Since the carrier wave can be switched on and off, the state level that can be transmitted in the interval period assigned to each bit is increased as compared with the conventional amplitude modulation, frequency modulation, phase modulation, and / or a combination thereof. ,
A method of increasing the capacity of a transmission channel without reducing the signal-to-noise margin due to intersymbol interference and without using higher signal transmission power.   To detect the presence of the carrier and / or the absence of a complete carrier, in the absence of any signal due to the complete absence of voltage amplitude, phase, and frequency components associated with the carrier, a modem transmitter The method according to claim 1, wherein software, firmware, or hardware of at least one of the receiver and the receiver is used.
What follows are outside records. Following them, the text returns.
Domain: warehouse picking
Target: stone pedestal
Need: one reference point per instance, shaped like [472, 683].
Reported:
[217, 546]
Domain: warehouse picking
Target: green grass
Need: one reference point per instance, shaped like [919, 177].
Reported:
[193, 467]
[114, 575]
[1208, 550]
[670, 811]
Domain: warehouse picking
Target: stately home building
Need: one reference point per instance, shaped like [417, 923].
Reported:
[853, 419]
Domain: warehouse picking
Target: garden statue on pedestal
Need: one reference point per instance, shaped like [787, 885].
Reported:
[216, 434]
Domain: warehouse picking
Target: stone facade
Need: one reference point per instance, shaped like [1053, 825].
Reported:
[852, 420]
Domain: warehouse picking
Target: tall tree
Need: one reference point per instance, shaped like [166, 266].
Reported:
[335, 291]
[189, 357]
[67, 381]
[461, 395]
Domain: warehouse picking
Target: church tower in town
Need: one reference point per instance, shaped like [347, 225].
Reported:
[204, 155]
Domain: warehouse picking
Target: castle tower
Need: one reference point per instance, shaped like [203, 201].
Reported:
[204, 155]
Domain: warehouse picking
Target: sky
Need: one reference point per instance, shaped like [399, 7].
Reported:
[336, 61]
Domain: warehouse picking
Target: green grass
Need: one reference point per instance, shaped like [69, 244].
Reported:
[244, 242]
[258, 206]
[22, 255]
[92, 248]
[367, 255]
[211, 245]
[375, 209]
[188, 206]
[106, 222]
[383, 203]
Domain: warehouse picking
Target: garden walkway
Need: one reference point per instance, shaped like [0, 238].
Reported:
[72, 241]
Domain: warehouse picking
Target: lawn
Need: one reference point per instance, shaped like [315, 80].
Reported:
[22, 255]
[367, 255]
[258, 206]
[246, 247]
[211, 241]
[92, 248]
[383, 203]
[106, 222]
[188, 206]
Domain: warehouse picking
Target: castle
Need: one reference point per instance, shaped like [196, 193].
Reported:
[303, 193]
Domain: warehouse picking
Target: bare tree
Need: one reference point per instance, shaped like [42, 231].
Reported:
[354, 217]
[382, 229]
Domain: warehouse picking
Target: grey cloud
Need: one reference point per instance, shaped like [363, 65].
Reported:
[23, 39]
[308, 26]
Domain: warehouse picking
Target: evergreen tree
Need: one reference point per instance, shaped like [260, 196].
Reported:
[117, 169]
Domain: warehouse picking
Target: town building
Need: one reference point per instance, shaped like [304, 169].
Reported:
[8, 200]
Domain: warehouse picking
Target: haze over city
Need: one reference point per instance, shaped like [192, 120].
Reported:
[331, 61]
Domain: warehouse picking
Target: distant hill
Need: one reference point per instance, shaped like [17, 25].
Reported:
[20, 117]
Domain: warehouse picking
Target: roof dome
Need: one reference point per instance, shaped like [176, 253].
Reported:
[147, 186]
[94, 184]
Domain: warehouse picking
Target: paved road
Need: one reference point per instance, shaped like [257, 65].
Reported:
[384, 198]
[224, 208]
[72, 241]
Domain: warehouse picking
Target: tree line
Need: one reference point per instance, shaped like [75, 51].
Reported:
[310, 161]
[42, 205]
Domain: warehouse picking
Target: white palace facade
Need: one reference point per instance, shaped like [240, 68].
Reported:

Sending any combination of frequencies, or a group of frequencies that are a subset of frequencies, over a channel at any given time,
The frequency is applied to at least one of the above-mentioned frequencies and a combination or a subset of the above-mentioned frequencies, and the maximum number of symbols is increased for each transmission bit or for each set of bits. Item 5. The method according to any one of Items 1 to 4.   The method according to any one of claims 1 to 5, wherein the channel coding or encoding further includes at least one of a bit stream and clock synchronization. A complete transmission carrier such as current, light wave, or electromagnetic wave used in conventional amplitude modulation, frequency modulation, phase modulation, and / or combinations thereof, further provides conventional optical OOK that provides complete ON-OFF switching of the light source. Like (ON-OFF keying), ON-OFF switching is possible,
The carrier wave according to any one of claims 1 to 6, wherein when the carrier wave is completely turned off, the carrier wave is not present at all due to the complete absence of voltage amplitude, frequency, phase, etc., and can be detected by the receiver. The method described.